Vor uns laufen die Glockenmänner zur letzten Hochform auf. Wir erleben endlose Duelle, wobei der Wettbewerb gelegentlich dadurch verzerrt wird, dass manche Jeri erst nachträglich zu den Wettkämpfen stoßen. Interessant auch, die unterschiedlichen Techniken beim Hüftschwingen zu beobachten: kleine, kurze Bewegungen, stakkatoartig, oder weiter ausholende. Keiner siegte, keiner wich.
Mitternacht ist schon vorbei, wir bemerken ein leichtes Abflauen der Jerosdichte. Den einen oder anderen sehen wir in einer Bar, aber die Ruheplätze in den Seitengassen sind leer.
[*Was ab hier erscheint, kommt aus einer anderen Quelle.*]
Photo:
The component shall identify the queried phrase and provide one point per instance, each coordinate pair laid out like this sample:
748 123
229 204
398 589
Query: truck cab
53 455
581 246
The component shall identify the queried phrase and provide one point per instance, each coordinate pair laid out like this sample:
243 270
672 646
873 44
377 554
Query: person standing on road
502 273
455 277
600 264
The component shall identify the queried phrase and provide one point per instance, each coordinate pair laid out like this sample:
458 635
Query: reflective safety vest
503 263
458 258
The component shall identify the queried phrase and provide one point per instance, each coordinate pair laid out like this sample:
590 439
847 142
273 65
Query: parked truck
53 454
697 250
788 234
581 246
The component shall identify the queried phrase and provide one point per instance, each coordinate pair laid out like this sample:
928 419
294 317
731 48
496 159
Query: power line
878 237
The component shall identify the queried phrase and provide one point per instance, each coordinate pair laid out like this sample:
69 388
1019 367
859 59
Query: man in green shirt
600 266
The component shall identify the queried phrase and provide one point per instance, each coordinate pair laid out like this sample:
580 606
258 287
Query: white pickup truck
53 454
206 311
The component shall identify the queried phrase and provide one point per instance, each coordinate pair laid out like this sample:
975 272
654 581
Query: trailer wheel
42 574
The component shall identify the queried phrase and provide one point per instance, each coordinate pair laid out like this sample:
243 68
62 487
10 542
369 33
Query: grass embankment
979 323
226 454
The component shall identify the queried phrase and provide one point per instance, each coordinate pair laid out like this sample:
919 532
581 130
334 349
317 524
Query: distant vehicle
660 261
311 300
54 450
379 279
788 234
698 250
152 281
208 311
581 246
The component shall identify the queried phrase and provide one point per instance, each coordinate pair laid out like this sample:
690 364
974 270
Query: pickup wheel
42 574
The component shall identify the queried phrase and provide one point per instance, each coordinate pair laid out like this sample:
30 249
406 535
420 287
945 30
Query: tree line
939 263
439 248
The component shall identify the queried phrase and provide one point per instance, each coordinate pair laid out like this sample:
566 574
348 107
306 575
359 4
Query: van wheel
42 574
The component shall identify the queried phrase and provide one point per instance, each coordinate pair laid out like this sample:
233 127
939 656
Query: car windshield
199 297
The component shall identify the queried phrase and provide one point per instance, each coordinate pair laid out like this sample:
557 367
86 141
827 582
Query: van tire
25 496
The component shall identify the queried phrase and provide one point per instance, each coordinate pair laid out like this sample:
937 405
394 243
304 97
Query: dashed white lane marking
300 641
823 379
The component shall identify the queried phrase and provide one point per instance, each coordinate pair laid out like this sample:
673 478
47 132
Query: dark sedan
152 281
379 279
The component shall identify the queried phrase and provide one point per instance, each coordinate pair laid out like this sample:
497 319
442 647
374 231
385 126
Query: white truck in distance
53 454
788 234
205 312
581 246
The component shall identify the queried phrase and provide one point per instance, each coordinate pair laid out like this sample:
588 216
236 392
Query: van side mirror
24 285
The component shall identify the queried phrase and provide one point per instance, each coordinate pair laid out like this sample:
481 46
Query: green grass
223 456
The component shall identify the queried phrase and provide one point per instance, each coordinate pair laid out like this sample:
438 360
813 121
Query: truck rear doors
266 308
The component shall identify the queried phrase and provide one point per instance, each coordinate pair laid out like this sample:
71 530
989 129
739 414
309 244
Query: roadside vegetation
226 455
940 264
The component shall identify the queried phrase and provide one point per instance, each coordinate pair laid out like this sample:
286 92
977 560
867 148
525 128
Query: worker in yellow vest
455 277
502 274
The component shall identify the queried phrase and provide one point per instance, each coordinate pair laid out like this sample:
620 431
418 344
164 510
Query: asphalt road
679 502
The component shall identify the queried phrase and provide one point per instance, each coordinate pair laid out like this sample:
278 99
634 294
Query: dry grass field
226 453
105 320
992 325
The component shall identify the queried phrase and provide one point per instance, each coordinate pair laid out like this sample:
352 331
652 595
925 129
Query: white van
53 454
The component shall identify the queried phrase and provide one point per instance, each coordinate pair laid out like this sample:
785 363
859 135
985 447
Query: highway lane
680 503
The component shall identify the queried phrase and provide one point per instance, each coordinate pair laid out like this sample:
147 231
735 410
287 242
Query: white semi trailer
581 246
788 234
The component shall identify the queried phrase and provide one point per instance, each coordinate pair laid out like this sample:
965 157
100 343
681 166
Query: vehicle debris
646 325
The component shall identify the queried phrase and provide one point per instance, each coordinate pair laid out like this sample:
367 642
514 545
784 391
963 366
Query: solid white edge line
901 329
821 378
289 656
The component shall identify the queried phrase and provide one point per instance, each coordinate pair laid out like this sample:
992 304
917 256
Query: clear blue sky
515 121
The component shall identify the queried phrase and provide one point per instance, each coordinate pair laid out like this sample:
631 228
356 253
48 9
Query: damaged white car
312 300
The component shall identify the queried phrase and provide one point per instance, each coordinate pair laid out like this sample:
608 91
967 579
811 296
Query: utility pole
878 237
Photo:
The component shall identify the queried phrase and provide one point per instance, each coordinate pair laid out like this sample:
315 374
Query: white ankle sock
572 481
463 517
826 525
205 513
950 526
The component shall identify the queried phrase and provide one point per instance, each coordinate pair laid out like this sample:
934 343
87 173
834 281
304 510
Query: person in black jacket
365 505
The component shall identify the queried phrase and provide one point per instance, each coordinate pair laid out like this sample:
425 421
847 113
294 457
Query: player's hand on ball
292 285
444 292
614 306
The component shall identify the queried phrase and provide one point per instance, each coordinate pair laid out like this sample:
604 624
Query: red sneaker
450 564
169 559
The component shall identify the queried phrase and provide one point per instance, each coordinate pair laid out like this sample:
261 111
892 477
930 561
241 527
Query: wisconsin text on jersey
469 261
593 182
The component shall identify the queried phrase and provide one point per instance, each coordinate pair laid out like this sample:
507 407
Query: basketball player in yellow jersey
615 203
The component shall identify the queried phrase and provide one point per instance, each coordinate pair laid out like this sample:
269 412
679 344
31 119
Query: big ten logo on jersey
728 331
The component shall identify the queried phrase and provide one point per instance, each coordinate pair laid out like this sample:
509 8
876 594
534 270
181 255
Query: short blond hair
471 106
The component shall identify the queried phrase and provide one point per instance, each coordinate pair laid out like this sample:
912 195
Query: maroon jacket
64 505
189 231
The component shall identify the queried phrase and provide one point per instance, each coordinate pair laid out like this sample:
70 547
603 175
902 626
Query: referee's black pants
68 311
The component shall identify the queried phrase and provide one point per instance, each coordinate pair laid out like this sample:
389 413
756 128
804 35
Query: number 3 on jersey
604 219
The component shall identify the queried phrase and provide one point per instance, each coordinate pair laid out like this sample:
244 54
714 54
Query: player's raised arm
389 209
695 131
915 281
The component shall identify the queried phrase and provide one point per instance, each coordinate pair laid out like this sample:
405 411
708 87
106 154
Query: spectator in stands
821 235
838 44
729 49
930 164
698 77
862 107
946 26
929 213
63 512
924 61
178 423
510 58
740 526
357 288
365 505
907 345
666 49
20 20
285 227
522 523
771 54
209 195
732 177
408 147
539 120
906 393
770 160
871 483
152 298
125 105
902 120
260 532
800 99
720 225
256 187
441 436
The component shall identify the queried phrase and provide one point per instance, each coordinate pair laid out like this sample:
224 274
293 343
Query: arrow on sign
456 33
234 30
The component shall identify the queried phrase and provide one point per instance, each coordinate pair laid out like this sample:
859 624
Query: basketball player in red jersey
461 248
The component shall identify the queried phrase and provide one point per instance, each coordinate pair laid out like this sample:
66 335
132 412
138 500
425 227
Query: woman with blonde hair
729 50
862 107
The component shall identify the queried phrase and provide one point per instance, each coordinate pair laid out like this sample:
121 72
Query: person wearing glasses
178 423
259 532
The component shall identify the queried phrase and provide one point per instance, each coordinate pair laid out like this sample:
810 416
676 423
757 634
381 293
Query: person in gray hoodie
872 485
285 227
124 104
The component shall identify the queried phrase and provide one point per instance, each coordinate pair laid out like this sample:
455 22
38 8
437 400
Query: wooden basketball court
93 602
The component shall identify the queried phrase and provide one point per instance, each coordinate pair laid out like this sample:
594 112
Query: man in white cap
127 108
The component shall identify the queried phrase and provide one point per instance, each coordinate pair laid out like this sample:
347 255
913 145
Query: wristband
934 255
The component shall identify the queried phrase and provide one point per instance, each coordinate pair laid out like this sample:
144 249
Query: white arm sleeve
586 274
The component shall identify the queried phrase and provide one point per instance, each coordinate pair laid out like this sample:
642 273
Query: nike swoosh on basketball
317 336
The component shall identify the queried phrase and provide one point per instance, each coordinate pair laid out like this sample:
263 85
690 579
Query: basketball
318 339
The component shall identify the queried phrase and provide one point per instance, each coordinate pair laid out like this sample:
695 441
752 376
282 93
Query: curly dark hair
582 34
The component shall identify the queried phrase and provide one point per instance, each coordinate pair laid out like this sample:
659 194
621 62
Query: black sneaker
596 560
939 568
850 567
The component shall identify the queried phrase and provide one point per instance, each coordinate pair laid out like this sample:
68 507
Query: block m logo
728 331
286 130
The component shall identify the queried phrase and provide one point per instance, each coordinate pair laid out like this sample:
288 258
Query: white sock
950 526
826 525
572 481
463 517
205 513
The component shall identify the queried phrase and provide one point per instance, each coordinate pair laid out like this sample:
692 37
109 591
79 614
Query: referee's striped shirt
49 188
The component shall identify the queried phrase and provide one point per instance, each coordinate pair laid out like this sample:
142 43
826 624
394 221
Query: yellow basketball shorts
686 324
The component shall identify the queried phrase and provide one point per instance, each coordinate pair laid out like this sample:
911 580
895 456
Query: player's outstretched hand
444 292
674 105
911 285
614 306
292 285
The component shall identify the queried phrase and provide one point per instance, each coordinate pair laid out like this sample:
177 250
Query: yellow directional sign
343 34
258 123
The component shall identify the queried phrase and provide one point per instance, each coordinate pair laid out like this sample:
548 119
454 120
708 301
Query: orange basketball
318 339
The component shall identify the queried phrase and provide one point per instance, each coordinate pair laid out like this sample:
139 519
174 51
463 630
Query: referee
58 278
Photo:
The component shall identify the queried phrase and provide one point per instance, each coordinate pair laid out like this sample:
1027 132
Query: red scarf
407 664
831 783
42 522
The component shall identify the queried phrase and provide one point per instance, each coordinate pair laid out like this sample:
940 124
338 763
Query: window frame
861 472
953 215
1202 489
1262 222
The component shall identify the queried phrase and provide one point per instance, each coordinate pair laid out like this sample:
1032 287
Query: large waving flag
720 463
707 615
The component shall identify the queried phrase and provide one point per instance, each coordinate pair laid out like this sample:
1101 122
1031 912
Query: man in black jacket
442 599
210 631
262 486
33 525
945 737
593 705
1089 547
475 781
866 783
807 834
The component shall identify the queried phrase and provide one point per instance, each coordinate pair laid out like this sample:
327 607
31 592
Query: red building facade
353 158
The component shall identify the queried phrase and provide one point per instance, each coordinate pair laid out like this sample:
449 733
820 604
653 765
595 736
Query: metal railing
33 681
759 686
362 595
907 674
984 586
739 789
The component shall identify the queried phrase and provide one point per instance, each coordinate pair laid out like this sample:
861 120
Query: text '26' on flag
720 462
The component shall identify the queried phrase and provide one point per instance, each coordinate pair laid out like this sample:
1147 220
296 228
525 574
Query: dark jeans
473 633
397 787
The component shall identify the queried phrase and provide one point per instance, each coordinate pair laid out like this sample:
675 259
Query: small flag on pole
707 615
Die lärmgewohnten Zuschauer, zu 99 Prozent Griechen, haben sich in Innere der Lokale zurückgezogen. Die ersten tragen Tüten mit großen sesambestreuten Fladenbroten, der sogenannten „Lagana“. In der Bäckerei unterhalb unseres Appartements kaufen wir auch so ein flaches Riesenbrot für drei Euro – da werden wir noch die ganze Woche dran essen. Nicht zu vergleichen übrigens mit dem was wir an Fladenbroten von türkischen Dönerständen kennen: die Lagana ist fester, schwerer und knuspriger. Und schmeckt lecker, wie wir unmittelbar nach dem Kauf überprüfen.
Dann fallen wir ins Bett. Karneval ist vorbei.